JAKARTA – Sebuah seruan lantang untuk keadilan kesehatan menggema di Gedung Pertamina F-MIPA UI, Depok. LBH Digital Informasi dan Teknologi (Digitek) bersama Ikatan Alumni UI (ILUNI) Jawa Barat, Kamis kemarin, sukses menggelar Seminar Strategis Nasional bertajuk “Menjamin Hak Atas Kesehatan: Evaluasi dan Solusi Penonaktifan 7, 4 Juta Peserta PBI BPJS Kesehatan.” Kamis (07/08/2025).

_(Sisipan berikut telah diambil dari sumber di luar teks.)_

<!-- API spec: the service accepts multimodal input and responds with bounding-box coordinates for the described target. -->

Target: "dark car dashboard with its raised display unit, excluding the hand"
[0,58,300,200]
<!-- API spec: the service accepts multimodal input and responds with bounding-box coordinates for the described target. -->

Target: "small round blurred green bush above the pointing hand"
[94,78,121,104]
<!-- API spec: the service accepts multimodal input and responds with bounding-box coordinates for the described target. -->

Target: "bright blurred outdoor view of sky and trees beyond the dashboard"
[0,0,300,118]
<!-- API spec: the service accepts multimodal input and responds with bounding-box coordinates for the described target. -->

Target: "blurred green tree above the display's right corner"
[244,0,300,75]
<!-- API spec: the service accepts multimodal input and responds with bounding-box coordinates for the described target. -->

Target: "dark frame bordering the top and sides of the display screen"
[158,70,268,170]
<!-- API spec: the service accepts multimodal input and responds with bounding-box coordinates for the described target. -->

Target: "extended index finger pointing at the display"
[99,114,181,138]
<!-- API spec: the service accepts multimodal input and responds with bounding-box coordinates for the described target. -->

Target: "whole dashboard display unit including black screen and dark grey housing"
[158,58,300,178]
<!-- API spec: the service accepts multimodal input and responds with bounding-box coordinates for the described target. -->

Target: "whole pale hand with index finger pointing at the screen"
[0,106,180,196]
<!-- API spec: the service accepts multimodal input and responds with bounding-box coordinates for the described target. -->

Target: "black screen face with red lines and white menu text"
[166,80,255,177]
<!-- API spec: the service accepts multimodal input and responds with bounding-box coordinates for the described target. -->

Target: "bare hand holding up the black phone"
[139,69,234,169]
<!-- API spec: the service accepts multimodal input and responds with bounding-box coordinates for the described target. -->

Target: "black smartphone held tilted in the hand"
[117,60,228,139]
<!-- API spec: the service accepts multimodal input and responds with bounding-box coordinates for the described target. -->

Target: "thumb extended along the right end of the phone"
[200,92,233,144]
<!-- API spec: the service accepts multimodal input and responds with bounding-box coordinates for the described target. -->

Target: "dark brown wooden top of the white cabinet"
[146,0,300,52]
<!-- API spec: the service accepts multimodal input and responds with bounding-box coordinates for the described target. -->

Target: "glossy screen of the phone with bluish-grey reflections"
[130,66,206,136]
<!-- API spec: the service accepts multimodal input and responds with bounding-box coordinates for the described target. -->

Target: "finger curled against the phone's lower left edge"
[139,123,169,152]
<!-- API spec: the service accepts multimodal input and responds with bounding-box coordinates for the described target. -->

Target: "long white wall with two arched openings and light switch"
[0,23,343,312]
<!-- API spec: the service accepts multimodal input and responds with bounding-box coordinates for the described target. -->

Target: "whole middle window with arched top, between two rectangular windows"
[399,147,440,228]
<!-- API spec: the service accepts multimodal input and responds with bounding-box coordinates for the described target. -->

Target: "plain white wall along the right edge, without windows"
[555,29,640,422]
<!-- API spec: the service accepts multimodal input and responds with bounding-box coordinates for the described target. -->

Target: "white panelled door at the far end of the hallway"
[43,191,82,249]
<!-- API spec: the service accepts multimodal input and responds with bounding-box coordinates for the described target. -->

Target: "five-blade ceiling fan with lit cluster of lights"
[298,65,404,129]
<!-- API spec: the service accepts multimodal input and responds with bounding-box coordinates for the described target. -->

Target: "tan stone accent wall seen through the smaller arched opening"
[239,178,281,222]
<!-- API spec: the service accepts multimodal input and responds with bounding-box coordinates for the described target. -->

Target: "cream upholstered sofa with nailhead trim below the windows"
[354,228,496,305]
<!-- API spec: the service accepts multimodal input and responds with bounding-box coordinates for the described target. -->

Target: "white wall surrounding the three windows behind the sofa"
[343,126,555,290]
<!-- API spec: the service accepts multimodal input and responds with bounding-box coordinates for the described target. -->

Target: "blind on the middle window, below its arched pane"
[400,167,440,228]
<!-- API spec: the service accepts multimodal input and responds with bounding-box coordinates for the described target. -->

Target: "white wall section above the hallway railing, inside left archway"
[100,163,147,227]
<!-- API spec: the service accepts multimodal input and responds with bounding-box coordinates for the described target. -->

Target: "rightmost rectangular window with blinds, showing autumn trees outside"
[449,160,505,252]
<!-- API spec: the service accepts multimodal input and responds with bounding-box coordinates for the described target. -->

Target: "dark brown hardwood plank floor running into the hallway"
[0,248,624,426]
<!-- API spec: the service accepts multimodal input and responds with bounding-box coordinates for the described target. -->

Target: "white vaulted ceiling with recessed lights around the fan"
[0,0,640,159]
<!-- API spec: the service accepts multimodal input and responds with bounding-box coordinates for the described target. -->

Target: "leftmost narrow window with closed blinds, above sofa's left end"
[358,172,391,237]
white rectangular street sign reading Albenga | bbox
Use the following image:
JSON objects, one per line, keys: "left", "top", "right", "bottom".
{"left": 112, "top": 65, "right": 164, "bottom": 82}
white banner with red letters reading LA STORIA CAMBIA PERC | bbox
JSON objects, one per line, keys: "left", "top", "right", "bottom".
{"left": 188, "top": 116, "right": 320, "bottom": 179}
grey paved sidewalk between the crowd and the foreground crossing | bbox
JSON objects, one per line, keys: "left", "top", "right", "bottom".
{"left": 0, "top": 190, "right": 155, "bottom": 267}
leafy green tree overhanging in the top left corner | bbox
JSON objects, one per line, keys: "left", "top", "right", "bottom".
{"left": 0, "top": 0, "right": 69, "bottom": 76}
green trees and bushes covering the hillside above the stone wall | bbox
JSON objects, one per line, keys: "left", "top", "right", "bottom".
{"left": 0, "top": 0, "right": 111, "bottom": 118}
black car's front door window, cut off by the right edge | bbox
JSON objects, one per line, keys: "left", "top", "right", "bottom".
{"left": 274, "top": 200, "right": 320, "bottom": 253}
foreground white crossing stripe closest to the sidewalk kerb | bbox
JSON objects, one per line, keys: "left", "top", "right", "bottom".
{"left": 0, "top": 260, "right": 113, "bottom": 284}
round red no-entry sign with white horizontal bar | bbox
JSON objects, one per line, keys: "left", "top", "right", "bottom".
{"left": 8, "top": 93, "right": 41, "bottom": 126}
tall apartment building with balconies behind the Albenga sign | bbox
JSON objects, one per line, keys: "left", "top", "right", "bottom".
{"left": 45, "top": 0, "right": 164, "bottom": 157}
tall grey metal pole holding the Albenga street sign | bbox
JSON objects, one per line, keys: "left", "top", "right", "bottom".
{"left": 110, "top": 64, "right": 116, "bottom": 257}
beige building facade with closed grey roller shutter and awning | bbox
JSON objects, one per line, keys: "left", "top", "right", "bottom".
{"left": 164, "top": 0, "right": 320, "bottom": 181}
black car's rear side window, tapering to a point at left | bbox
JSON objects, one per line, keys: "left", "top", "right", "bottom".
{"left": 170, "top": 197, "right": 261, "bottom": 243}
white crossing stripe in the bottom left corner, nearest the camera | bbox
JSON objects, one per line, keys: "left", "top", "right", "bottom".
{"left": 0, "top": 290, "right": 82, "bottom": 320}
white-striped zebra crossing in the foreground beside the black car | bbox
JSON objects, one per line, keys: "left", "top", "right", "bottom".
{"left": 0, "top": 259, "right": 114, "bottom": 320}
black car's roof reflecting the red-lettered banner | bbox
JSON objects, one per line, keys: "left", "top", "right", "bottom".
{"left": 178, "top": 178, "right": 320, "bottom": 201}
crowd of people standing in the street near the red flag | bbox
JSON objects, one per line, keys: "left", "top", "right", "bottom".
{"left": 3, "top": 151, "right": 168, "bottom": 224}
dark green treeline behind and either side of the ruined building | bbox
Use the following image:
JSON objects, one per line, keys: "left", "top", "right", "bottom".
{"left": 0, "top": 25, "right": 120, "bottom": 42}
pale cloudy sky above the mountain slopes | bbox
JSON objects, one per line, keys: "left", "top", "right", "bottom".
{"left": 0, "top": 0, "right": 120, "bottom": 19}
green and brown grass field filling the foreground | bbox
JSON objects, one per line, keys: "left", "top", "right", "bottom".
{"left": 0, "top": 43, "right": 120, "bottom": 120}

Acara ini mempertemukan para tokoh penting dari pemerintah, lembaga independen, hingga akademisi. Mereka bersatu membedah persoalan besar yang mengancam jutaan masyarakat miskin dan rentan di Indonesia: pencabutan status kepesertaan BPJS Penerima Bantuan Iuran (PBI-JKN) secara masif.
Direktur LBH Digitek Jabar, Dr. Sitti Hikmawatty, SH, menegaskan bahwa isu ini jauh melampaui sekadar urusan data atau administrasi. “Ini soal hidup dan mati bagi jutaan rakyat miskin. Validasi data harus dilakukan hati-hati dan humanis. Penonaktifan ini harus menjadi momentum perbaikan sistem, bukan sekadar pengurangan angka peserta, ” ujarnya.
Pesan tersebut sejalan dengan sambutan pembuka dari Ratu Febriana Erawati, Pembina ILUNI UI Jabar, yang mengajak hadirin menghidupkan kembali motto almamater UI: Veritas, Probitas, Justitia.
Veritas – Mengungkap fakta bahwa penonaktifan ini adalah tragedi kemanusiaan.
Probitas – Mengkritisi kebijakan yang kian menekan rakyat miskin.
Justitia – Mengawal keadilan bagi 7, 4 juta jiwa yang terlempar dari sistem.
Sitti mengajak publik membayangkan kenyataan pahit di balik kebijakan ini:
Seorang ibu hamil di desa terpencil tak bisa berobat karena kartunya dinonaktifkan tanpa pemberitahuan.
Seorang anak dengan penyakit kronis tiba-tiba terhenti pengobatannya karena identitasnya ditolak sistem.
Jutaan keluarga miskin kini berhadapan dengan rumah sakit—tanpa jaminan, tanpa kepastian, tanpa perlindungan.
“Ini bukan wajah keadilan sosial seperti yang dijanjikan UUD 1945. Ini bukan wujud ‘negara hadir’ yang sering kita dengar di panggung kebijakan publik, ” tegasnya.
Dalam sesi diskusi panel, hadir narasumber utama: Prof. Dr. dr. Ascobat Gani, Dr.PH (pakar kesehatan publik), Prof. Heru Susetyo (pakar hukum dan kesejahteraan sosial), serta Ahmad Ansyori (pengamat jaminan sosial). Para ahli ini menyumbangkan pandangan kritis dan solusi konkret.
Seminar ini menghasilkan sejumlah rekomendasi strategis yang akan segera dibawa ke Kementerian, Lembaga Pemerintah, dan DPR RI. Tindak lanjut berupa FGD (Focus Group Discussion) akan memastikan rekomendasi tersebut benar-benar sampai kepada pembuat kebijakan.
Sitti menutup dengan kutipan klasik dari Cicero:
“Salus populi suprema lex esto” – Kesejahteraan rakyat harus menjadi hukum tertinggi.
Ia menegaskan, “Negara wajib menjamin tidak ada satu pun rakyat miskin yang kehilangan hak jaminan kesehatannya hanya karena masalah administratif. Jaminan sosial adalah hak dasar yang tidak boleh ditawar.”